Karena yang mengalami nasib serupa tidak hanya Kraton Mataram Surakarta tetapi merata secara nasional, maka potensi ancaman itu juga dirasakan di kraton-kraton lain anggota DPP Majlis Adat Kraton Nusantara (MAKN) yang dipimpin KPH Edy Wirabhumi (Ketua Umum) dan FKIKN yang dipimpin GKR Wandansari Koes Moertiyah (Sekjen).
Melihat kasus yang dialami Kraton Mataram Surakarta, juga kraton-kraton lain se-Nusantara yang tinggal 50-an dari jumlah 250-an sebelum ada NKRI itu, jelas mengindikasikan bahwa ketahanan budaya nasional kini sangat lemah akibat potensi ancaman dari berbagai penjuru, khususnya melalui kelembagaan pemerintah sendiri.
Karena, sejak lebih lima tahun lalu FKIKN, MAKN dan beberapa elemen bangsa di luar itu telah merintis sebuah instrumen untuk perlindungan masyarakat adat di DPR RI, maka sudah saatnya Rancangan Undang Undang (RUU) Perlindungan Masyarakat Adat yang kabarnya sudah masuk “Prolegnas” segera dibahas dan disyahkan menjadi UU.
Perlindungan negara terhadap keberadaan masyarakat adat dan kebebasan menjalankan aktivitas adat, tradisi, seni dan budaya yang di dalamnya termasuk ekspresi sikap spiritual kebatinan masyarakat adat, sangat urgen dan mendesak dilakukan negara. Agar pemerintah pusat sampai tingkat daerah, memahami dan menghormati sepenuhnya.
Kelembagaan Kraton Mataram Surakarta dan simbol-simbol budaya Jawa, perlu mendapat prioritas perlindungan UU itu. Mengingat, secara konstitusional kraton ini disebut dalam pasal 18 UUD 45, sebagai Daerah Istimewa setingkat provinsi dan satuan masyarakat adat yang seharusnya diwujudkan negara dan dihormati pemerintah.
Bagi kraton-kraton anggota organisasi MAKN dan paguyuban FKIKN, termasuk Kraton Surakarta, UU Perlindungan Masyarakat Adat sangat urgen dan mendesak. Tetapi khusus bagi Kraton Mataram Surakarta, ada beberapa lagi yang urgen dan mendesak dilaksanaan sesuai amanat konstitusi, yaitu UU Keistimewaan dan Perpres No 19/1964.

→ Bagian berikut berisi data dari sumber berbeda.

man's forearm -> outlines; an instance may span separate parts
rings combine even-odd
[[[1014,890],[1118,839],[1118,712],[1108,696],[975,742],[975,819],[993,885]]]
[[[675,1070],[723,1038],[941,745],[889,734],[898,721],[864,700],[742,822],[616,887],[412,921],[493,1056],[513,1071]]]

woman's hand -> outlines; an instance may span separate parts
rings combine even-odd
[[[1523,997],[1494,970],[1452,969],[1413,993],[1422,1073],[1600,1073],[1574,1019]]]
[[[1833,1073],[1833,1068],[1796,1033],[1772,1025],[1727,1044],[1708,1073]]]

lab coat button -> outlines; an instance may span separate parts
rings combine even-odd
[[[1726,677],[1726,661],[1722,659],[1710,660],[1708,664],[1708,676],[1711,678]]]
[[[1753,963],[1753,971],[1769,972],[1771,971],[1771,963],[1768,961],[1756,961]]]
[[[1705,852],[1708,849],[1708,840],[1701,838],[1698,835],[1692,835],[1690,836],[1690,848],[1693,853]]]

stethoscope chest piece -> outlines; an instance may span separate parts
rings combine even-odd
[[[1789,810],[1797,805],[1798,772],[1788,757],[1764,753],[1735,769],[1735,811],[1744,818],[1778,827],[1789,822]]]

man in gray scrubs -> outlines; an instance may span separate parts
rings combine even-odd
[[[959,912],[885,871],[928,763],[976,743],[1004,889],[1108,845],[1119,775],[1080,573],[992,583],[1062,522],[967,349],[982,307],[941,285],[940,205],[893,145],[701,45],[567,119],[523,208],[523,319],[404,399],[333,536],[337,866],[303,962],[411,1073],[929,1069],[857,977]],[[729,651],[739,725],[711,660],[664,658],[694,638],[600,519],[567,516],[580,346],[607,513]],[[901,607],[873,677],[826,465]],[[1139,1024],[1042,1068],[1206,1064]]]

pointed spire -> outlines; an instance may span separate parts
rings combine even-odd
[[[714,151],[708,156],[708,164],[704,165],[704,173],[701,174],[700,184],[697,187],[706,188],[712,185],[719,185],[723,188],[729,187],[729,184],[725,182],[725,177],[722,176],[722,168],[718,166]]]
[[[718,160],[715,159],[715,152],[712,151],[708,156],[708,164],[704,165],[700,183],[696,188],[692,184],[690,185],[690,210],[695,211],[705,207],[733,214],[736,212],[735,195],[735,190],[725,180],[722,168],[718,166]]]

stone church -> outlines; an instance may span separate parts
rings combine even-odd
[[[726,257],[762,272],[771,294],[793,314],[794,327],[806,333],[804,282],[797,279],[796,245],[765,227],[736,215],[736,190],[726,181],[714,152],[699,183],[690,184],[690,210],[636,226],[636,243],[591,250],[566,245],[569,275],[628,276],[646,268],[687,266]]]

Selama 10 tahun pemerintahan Presiden SBY (2004-2014), dua undang-undang khususnya UU Keistimewaan Surakarta sudah mulai disuarakan hingga uji materi UU No 10/1950 tentang Provinsi Jateng, tetapi gagal-total. Selama 10 tahun pemerintahan Presiden Jokowi yang hampir habis (2014-2024), juga tak ada perbaikan “nasib” yang berarti.
Janji-janji yang pernah diberikan di hadapan para utusan kraton dari FKIKN di Istana Bogor dan Istana Presiden sekitar tahun 2018 yang akan merehabilitasi kondisi kraton yang rata-rata rusak parah, boleh dikatakan juga tidak ada wujudnya atau tinggal janji, akibat “negara lalai, mengingkari amanat konstitusi”.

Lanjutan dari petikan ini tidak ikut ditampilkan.